Убийство на скорую руку - Честертон Гилберт Кийт - Страница 3


Перейти на страницу:
Изменить размер шрифта:

3

– Думаю, сэр, в ваших карманах найдется серебро, – вежливо сказал он.

Высокий джентльмен уставился на него.

– Черт побери! – воскликнул он. – Я дал вам золото, чего же вы жалуетесь?

– Потому что серебро иногда бывает дороже золота, – кротко ответил священник. – Во всяком случае, в большом количестве.

Незнакомец с любопытством взглянул на него. С еще большим интересом он осмотрел коридор, ведущий к парадному входу. Потом он снова взглянул на Брауна и на этот раз внимательно осмотрел окно за его головой, где догорали последние отблески заката. Казалось, он принял какое-то решение. Он положил руку на стойку и легко, как акробат, перепрыгнул на другую сторону. Нагнувшись к священнику с высоты своего роста, он огромной рукой ухватил его за воротник.

– Стойте спокойно, – отрывистым шепотом приказал он. – Я не хочу угрожать вам, но…

– Зато я буду угрожать вам, – произнес отец Браун, и его голос прозвучал как барабанная дробь. – Я буду грозить вам червем неумирающим и пламенем неугасимым.

– Вы довольно странный гардеробщик, – пробормотал незнакомец.

– Я священник, месье Фламбо, – сказал Браун. – И я готов выслушать вашу исповедь.

Его собеседник несколько мгновений хватал ртом воздух, а затем попятился и опустился на стул.
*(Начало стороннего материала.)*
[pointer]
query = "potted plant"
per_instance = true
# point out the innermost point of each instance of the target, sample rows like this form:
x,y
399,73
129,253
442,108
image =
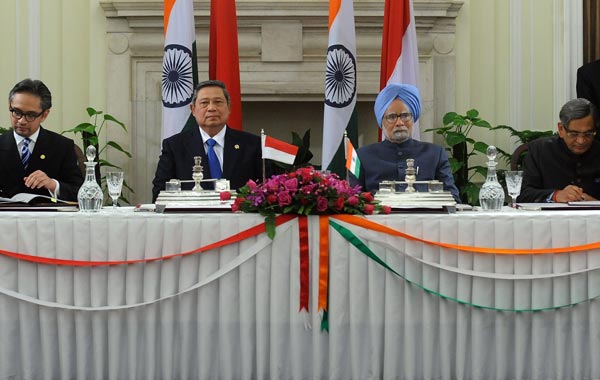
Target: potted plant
x,y
90,132
457,136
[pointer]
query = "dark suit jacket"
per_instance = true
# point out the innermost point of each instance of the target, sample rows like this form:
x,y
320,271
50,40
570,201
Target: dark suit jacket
x,y
242,158
387,161
53,154
550,166
588,84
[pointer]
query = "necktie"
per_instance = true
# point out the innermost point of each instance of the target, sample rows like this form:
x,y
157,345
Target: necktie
x,y
213,160
25,153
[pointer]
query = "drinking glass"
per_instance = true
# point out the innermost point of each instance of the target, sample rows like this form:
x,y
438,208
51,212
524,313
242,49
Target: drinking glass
x,y
514,178
114,182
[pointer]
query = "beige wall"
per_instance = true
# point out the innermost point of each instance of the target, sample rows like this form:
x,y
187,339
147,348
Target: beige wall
x,y
514,61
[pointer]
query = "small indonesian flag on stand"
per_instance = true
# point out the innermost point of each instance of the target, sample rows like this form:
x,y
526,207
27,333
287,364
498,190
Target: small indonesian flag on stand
x,y
352,160
278,150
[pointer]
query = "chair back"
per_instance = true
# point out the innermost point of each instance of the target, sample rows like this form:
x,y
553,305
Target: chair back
x,y
516,160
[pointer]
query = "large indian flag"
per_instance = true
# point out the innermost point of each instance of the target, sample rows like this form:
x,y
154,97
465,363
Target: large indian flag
x,y
224,61
399,52
340,85
180,70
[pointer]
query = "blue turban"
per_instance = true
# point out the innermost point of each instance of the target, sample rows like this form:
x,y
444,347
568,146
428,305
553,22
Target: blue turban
x,y
408,93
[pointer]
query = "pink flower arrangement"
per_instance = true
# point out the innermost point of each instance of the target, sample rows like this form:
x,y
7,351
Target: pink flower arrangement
x,y
304,191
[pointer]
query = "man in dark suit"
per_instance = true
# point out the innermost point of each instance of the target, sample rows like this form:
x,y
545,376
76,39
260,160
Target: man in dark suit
x,y
237,155
588,84
565,168
397,107
33,159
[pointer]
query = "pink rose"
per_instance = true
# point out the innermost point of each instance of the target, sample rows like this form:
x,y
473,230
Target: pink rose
x,y
322,204
353,200
368,197
291,184
284,198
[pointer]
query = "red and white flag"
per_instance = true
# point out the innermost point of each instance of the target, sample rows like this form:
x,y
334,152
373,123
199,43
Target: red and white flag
x,y
224,60
399,51
278,150
180,70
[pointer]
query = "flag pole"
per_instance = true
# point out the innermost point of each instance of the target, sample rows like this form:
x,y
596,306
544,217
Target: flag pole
x,y
262,146
346,153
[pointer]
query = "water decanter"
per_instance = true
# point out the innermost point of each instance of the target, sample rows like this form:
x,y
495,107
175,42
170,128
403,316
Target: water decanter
x,y
197,174
410,175
90,194
491,195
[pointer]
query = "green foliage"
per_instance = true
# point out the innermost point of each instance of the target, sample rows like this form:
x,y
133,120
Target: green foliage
x,y
90,132
456,132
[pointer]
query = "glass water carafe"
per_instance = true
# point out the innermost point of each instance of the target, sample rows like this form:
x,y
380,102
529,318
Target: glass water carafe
x,y
491,195
90,194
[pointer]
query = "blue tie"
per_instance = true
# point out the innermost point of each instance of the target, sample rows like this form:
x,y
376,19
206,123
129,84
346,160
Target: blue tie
x,y
213,160
25,153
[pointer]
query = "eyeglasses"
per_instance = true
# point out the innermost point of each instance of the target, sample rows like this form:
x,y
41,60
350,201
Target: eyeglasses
x,y
573,134
29,116
393,117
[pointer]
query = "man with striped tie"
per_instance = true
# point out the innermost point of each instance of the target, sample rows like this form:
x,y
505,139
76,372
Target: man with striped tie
x,y
226,152
33,159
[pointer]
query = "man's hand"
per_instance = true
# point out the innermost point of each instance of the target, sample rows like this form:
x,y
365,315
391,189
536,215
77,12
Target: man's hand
x,y
38,179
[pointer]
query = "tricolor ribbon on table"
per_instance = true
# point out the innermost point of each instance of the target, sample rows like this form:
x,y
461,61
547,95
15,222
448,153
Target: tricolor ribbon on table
x,y
326,224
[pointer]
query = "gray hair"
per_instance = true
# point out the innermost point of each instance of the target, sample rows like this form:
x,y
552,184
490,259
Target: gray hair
x,y
210,83
34,87
578,109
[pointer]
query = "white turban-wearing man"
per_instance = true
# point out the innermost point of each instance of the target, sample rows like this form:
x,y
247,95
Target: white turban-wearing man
x,y
397,107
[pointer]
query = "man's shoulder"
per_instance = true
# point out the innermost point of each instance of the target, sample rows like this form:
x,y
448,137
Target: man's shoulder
x,y
54,137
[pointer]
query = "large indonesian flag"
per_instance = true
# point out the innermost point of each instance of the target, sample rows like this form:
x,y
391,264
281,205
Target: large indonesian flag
x,y
180,72
340,79
224,60
399,52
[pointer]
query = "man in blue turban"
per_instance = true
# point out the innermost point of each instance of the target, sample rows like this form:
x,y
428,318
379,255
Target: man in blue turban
x,y
397,107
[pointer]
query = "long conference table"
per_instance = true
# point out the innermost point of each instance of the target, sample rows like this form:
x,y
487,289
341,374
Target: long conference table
x,y
134,295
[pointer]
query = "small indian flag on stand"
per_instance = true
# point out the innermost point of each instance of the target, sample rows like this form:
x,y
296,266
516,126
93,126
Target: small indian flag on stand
x,y
352,160
278,150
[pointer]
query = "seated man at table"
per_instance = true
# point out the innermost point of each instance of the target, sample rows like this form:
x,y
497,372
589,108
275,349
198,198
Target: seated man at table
x,y
226,152
33,159
397,107
565,167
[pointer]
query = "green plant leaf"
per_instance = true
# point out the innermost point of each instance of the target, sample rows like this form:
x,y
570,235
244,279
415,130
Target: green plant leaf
x,y
449,117
453,138
118,147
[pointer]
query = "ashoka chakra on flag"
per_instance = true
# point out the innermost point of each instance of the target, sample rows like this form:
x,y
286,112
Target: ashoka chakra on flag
x,y
177,78
340,77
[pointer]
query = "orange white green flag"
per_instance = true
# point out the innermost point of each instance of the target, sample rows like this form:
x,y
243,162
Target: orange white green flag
x,y
180,68
352,160
223,57
340,85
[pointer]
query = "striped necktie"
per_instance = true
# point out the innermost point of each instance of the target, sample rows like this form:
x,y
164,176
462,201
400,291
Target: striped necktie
x,y
213,161
25,153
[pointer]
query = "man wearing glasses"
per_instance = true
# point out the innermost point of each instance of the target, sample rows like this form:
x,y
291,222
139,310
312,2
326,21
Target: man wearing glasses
x,y
397,107
565,167
33,159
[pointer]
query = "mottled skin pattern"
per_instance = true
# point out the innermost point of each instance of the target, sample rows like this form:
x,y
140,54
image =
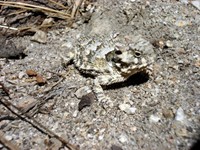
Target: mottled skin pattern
x,y
111,60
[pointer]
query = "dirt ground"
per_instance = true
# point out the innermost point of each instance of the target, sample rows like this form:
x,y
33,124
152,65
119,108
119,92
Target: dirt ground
x,y
166,106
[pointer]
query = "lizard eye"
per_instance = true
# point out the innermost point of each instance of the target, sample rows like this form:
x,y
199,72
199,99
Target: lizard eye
x,y
137,54
118,52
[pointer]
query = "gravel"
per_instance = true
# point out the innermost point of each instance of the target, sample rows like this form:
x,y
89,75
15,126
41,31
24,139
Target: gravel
x,y
159,113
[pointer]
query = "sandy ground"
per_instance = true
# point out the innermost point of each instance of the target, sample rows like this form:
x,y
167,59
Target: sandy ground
x,y
167,106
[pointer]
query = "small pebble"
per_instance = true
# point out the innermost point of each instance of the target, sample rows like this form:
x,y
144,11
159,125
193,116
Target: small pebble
x,y
83,91
127,108
31,73
167,113
154,119
122,138
40,80
8,137
40,37
180,116
169,44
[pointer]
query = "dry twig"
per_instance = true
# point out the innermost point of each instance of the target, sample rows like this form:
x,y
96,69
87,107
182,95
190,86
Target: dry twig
x,y
10,145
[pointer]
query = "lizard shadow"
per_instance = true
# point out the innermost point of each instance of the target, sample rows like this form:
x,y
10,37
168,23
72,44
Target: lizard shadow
x,y
136,79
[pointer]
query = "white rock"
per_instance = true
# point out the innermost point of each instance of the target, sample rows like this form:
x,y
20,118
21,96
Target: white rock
x,y
122,138
21,74
127,108
154,118
8,137
196,4
83,91
184,1
180,116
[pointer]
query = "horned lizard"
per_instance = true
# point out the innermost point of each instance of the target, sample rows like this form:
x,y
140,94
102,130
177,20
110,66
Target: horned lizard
x,y
111,60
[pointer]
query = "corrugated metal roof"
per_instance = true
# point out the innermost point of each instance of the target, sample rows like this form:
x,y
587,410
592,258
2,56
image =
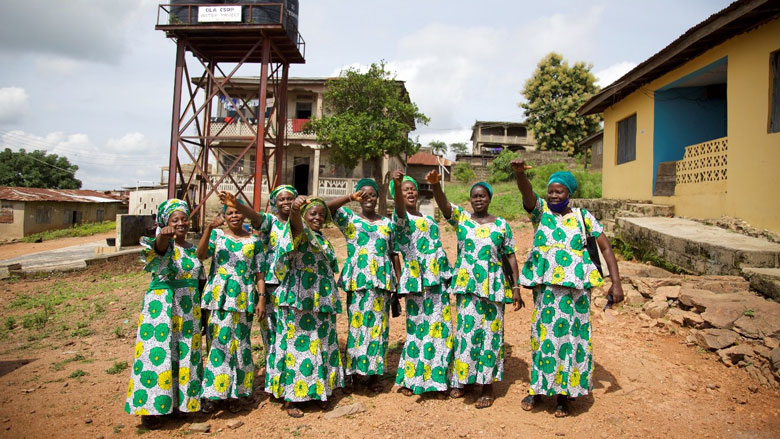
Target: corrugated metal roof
x,y
65,195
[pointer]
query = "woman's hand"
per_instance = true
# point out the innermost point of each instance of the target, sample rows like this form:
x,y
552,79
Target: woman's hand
x,y
517,299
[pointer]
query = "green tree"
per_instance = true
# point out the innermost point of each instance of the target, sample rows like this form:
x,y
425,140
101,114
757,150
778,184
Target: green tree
x,y
553,95
368,115
438,147
37,169
459,148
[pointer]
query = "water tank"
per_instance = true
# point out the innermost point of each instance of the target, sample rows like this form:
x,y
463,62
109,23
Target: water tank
x,y
185,15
Первые две перемены блюд на обеде «Двенадцати верных рыболовов» прошли вполне успешно. У меня нет экземпляра меню, но если бы и был, я все равно не смог бы ничего рассказать. Меню было написано на диковинном жаргоне французских поваров, непонятном даже для французов. В клубе существовала традиция, в соответствии с которой закуски были разнообразными и безумно многочисленными. К ним относились серьезно, так как, по общему мнению, они были бесполезным излишеством, как и весь обед, да и сам клуб. Согласно другой традиции, суп был легким и непритязательным – нечто вроде строгого бдения перед предстоящим рыбным пиршеством. За столом велась непринужденная беседа, из тех, что тайно вершат судьбы Британской империи, и все же едва понятная для простого англичанина, даже если бы ему удалось подслушать ее. Членов правительства называли просто по имени с оттенком усталой благосклонности. Радикального министра финансов, которого вся партия консерваторов дружно проклинала за вымогательство, хвалили за его слабые вирши или за посадку в седле на охоте. Лидера консерваторов, которого все либералы вроде бы считали тираном, здесь живо обсуждали и даже хвалили как либерала. Так или иначе, в политиках казалось значительным все, что угодно, кроме их политики.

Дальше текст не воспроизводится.